Finding Solutions for Growing Businesses


COMMERCIAL LOANS

SOURCES OF FINANCING
You have a number of alternatives available to you for business financing. Some of these alternatives are lenders ("debt financing"); others are investors who will own a part of your business to a greater or lesser extent ('equity financing"). These two sources have different advantages and disadvantages. Some sources offer one of these types of financing, some other both. Carefully consider your options when examining your financial needs. The following is an overview of the most common sources of financing.

BANKS, SAVINGS and LOANS and OTHER FINANCIAL INSTITUTIONS

The majority of business financing is done by commercial banks and similar institutions. These institutions provide debt financing. They use their depositors' money to make these loans, and must repay their depositors. They are therefore, generally limited to lower-risk loans.

COMMUNITY DEVELOPMENT CORPORATIONS (CDC's)

CDC's are wholly owned subsidiaries of one or more banks. They provide debt or equity financing for a variety of purposes, such as housing projects and small businesses. The financing is generally done with the assistance of a community organization.

VENTURE CAPITALISTS

Venture capitalists provide equity financing; they invest in your business and will become co-owners with you. They will frequently take an active part in the management in your company. They may even ask for a controlling interest in your business. Venture capitalists look for a high return on their investment (generally several hundred percent) over a relatively short time period (usually three to five years). After this period of time they expect their interest in your business to be purchased by you or other investors.
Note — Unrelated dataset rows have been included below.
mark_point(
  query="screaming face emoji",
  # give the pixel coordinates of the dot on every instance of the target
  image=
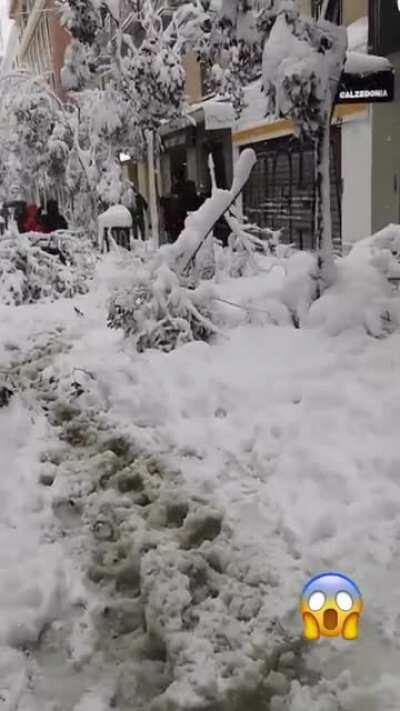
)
(331, 605)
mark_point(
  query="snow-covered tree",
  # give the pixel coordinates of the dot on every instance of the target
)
(231, 49)
(125, 73)
(35, 140)
(302, 63)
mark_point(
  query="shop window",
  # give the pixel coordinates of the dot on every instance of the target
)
(281, 190)
(333, 13)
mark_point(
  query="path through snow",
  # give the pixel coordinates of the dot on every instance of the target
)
(291, 434)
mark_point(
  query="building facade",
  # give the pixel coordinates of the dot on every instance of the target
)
(281, 190)
(42, 40)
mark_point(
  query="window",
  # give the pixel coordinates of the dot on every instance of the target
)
(333, 13)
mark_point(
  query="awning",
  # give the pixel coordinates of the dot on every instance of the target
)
(216, 114)
(366, 79)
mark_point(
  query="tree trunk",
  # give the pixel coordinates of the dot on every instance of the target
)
(152, 189)
(323, 212)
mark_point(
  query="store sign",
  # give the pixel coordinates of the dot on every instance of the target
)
(369, 89)
(218, 115)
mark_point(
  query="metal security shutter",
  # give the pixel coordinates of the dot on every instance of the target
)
(281, 190)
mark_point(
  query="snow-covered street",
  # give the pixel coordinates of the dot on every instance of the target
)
(162, 512)
(199, 355)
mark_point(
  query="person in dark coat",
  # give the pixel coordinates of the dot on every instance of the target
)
(32, 222)
(53, 220)
(188, 201)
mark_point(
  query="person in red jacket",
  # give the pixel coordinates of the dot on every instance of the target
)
(32, 221)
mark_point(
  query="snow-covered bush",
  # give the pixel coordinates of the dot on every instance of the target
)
(34, 267)
(382, 250)
(159, 312)
(360, 299)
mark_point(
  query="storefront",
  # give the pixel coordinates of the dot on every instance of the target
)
(186, 148)
(281, 189)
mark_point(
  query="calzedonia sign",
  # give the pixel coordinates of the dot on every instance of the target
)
(368, 89)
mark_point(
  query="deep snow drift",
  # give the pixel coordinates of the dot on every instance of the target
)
(161, 512)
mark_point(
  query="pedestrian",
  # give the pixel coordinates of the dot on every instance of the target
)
(140, 214)
(53, 220)
(188, 201)
(32, 222)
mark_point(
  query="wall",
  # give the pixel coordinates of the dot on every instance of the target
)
(193, 77)
(385, 164)
(353, 10)
(60, 39)
(356, 173)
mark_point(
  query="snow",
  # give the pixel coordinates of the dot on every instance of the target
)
(275, 457)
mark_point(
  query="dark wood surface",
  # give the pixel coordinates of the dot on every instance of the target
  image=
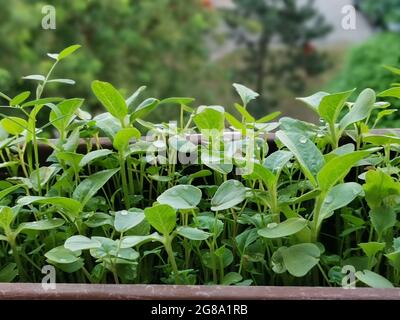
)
(172, 292)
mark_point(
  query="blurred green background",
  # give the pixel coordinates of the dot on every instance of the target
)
(198, 48)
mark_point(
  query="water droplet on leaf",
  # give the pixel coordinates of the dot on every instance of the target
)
(303, 140)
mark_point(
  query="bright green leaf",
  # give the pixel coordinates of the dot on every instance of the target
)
(181, 197)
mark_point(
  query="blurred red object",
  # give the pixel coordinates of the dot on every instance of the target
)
(207, 4)
(308, 49)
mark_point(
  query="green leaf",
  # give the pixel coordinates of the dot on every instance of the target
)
(199, 174)
(276, 161)
(331, 105)
(122, 138)
(392, 92)
(61, 255)
(245, 93)
(193, 233)
(379, 186)
(362, 108)
(72, 159)
(14, 125)
(314, 101)
(91, 185)
(45, 173)
(36, 77)
(177, 100)
(67, 51)
(265, 175)
(111, 99)
(229, 194)
(181, 197)
(269, 117)
(381, 139)
(383, 114)
(99, 219)
(247, 116)
(209, 119)
(300, 258)
(94, 155)
(61, 115)
(144, 109)
(372, 248)
(382, 218)
(42, 101)
(6, 217)
(161, 217)
(65, 81)
(18, 99)
(307, 154)
(338, 168)
(134, 96)
(392, 69)
(40, 225)
(8, 272)
(132, 241)
(234, 122)
(373, 280)
(76, 243)
(283, 229)
(338, 197)
(5, 192)
(125, 220)
(108, 125)
(70, 206)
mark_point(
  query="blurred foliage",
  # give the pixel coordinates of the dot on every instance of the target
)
(278, 35)
(160, 44)
(382, 13)
(364, 68)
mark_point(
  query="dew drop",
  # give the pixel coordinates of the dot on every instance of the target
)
(328, 200)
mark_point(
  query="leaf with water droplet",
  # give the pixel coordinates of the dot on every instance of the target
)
(181, 197)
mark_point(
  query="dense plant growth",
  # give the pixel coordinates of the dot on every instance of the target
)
(168, 206)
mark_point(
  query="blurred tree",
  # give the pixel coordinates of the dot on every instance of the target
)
(363, 68)
(384, 13)
(130, 43)
(278, 35)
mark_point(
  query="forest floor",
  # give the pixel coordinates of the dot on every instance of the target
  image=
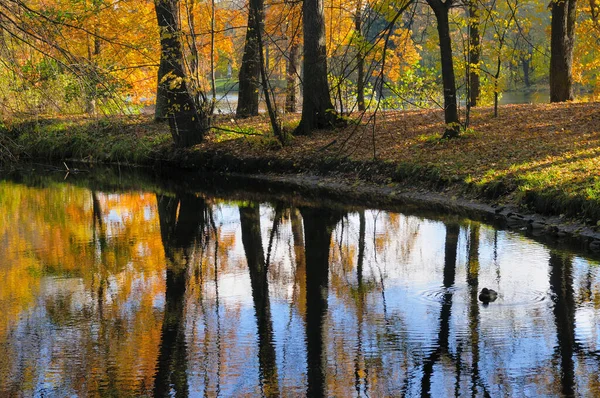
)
(542, 157)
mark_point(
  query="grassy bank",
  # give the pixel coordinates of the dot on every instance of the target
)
(544, 157)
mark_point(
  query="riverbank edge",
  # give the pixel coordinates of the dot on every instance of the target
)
(373, 182)
(368, 184)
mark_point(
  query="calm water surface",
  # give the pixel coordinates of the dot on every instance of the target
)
(175, 293)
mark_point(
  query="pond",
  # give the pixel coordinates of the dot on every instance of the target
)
(116, 285)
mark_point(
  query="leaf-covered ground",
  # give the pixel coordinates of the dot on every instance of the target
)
(544, 156)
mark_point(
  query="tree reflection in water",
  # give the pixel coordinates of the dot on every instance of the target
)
(221, 298)
(183, 221)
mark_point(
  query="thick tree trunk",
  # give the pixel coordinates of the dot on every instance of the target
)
(249, 77)
(474, 53)
(317, 110)
(291, 97)
(440, 10)
(187, 123)
(561, 50)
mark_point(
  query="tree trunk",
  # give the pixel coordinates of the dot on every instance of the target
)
(360, 60)
(474, 53)
(317, 110)
(252, 241)
(561, 50)
(249, 77)
(187, 123)
(291, 98)
(161, 107)
(525, 62)
(440, 10)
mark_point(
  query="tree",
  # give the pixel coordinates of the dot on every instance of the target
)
(317, 110)
(440, 9)
(188, 121)
(562, 38)
(249, 76)
(474, 52)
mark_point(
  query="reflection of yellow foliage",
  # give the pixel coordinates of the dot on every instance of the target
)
(111, 265)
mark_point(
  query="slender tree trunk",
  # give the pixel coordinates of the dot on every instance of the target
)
(360, 60)
(474, 53)
(291, 97)
(317, 110)
(525, 62)
(561, 50)
(318, 226)
(249, 77)
(440, 10)
(187, 124)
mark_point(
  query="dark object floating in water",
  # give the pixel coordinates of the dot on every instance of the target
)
(487, 295)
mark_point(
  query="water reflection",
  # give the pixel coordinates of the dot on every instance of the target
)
(182, 294)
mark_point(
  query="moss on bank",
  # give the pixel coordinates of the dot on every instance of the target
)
(544, 157)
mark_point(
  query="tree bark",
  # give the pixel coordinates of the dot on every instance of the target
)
(291, 97)
(451, 119)
(561, 50)
(187, 123)
(474, 53)
(249, 76)
(317, 110)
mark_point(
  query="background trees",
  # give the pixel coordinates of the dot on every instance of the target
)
(104, 57)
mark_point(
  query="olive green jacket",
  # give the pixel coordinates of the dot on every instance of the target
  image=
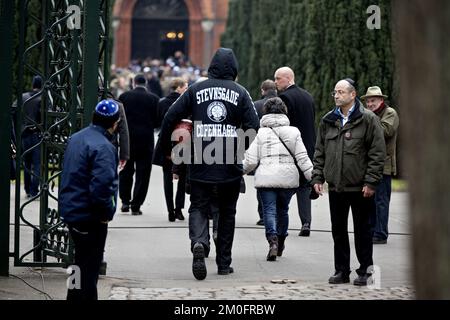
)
(352, 156)
(390, 122)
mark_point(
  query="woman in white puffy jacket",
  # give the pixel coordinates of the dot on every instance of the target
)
(276, 176)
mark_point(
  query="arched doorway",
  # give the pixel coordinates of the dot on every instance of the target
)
(159, 28)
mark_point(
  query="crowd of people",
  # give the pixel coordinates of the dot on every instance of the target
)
(222, 135)
(159, 74)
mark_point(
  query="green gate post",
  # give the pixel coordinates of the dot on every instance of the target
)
(6, 23)
(91, 47)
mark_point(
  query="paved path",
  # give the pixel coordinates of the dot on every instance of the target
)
(149, 258)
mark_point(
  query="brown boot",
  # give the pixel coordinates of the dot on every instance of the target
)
(280, 245)
(273, 247)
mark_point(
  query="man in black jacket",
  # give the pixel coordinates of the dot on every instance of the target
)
(177, 86)
(141, 112)
(219, 108)
(301, 114)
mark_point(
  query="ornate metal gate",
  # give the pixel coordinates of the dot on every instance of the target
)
(74, 64)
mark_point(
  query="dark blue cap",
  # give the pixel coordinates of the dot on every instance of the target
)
(107, 108)
(140, 79)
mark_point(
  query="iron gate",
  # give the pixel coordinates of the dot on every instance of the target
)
(74, 64)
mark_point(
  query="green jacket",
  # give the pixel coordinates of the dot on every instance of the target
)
(352, 156)
(389, 122)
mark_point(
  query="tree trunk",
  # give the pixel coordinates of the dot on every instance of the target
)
(424, 60)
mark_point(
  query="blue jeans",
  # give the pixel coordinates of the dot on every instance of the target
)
(31, 155)
(382, 199)
(275, 205)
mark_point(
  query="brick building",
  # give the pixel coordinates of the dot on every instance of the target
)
(158, 28)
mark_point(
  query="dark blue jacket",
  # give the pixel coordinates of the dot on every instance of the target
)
(89, 181)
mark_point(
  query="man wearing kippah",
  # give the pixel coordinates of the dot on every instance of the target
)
(374, 99)
(88, 194)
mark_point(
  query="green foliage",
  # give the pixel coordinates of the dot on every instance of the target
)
(322, 41)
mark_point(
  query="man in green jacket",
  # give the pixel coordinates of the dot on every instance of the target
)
(374, 99)
(349, 155)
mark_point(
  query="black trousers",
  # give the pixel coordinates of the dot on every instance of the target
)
(168, 188)
(89, 239)
(142, 166)
(201, 196)
(362, 209)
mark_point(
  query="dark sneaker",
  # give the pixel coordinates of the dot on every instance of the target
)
(226, 271)
(135, 212)
(338, 278)
(198, 263)
(304, 231)
(362, 280)
(379, 241)
(179, 214)
(103, 267)
(171, 216)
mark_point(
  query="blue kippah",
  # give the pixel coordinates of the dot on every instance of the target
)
(107, 108)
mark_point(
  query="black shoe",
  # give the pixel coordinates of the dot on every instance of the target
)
(338, 278)
(179, 214)
(103, 267)
(305, 230)
(226, 271)
(379, 241)
(281, 246)
(136, 212)
(171, 216)
(362, 279)
(198, 263)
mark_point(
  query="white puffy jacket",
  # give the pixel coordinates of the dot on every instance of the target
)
(275, 168)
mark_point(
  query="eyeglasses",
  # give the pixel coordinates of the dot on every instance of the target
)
(338, 92)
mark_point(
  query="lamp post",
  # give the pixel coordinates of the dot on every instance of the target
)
(115, 24)
(208, 31)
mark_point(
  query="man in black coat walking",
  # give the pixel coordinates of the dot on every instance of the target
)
(141, 112)
(219, 107)
(177, 86)
(301, 114)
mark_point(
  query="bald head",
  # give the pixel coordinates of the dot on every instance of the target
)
(344, 94)
(346, 84)
(284, 78)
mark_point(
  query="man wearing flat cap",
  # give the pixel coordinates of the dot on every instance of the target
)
(374, 99)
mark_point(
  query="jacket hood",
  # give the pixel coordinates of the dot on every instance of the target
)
(274, 120)
(223, 65)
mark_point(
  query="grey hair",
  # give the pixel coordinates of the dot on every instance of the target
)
(274, 105)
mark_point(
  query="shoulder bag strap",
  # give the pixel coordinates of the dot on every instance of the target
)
(292, 155)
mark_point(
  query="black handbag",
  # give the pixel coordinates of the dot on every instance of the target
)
(313, 195)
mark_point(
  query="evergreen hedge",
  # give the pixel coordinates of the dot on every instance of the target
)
(322, 41)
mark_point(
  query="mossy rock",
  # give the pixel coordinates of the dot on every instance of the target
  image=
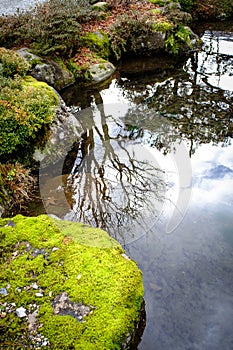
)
(98, 42)
(67, 284)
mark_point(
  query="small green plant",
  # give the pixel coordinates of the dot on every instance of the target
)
(127, 32)
(52, 29)
(11, 63)
(178, 36)
(26, 105)
(16, 186)
(186, 5)
(162, 26)
(97, 42)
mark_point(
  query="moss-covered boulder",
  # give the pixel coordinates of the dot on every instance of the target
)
(65, 286)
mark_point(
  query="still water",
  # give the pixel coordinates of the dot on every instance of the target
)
(154, 167)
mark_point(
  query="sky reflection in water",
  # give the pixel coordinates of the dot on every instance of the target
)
(187, 272)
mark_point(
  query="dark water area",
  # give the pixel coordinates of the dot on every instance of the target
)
(154, 168)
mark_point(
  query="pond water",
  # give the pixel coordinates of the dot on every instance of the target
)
(154, 167)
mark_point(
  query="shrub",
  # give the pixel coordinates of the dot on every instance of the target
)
(177, 38)
(52, 28)
(16, 186)
(26, 105)
(127, 32)
(11, 63)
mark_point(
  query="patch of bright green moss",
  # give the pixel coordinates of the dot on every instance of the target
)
(85, 263)
(162, 26)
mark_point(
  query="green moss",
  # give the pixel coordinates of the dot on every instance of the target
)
(97, 42)
(162, 26)
(26, 105)
(77, 259)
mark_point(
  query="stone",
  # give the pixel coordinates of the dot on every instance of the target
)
(101, 308)
(101, 71)
(47, 71)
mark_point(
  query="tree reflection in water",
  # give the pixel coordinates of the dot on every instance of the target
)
(115, 182)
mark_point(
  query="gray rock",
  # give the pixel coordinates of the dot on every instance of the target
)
(56, 147)
(48, 71)
(101, 71)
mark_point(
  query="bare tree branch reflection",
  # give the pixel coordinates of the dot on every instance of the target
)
(115, 183)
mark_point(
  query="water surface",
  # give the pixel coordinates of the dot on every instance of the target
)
(154, 168)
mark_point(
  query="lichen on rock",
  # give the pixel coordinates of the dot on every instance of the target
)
(55, 272)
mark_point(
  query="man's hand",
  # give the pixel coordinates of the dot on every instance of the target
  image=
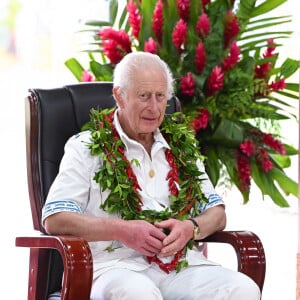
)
(180, 233)
(142, 237)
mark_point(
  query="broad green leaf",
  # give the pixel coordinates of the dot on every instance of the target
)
(75, 67)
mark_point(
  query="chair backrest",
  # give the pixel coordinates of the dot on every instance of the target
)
(52, 117)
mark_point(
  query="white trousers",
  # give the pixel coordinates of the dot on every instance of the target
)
(192, 283)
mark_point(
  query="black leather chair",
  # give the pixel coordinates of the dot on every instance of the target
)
(65, 262)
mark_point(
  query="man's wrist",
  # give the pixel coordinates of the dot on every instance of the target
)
(196, 228)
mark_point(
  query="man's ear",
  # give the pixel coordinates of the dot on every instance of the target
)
(118, 96)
Minimum investments vary, but are typically in the $500,000 to $1,000,000 range.

SEED CAPITAL FUNDS

Seed capital funds are private venture capital firms specifically targeted to small business start-ups. As such, their minimum investments are desired rate of return are generally significantly lower than those of traditional venture capitalists.

BUSINESS and INDUSTRIAL DEVELOPMENT CORPORATIONS (BIDCOs)

BIDCOs are designed to fill the gap between banks (low-risk lenders) and venture capitalists (high-risk lenders). They are private firms which can provide either debt or equity financing.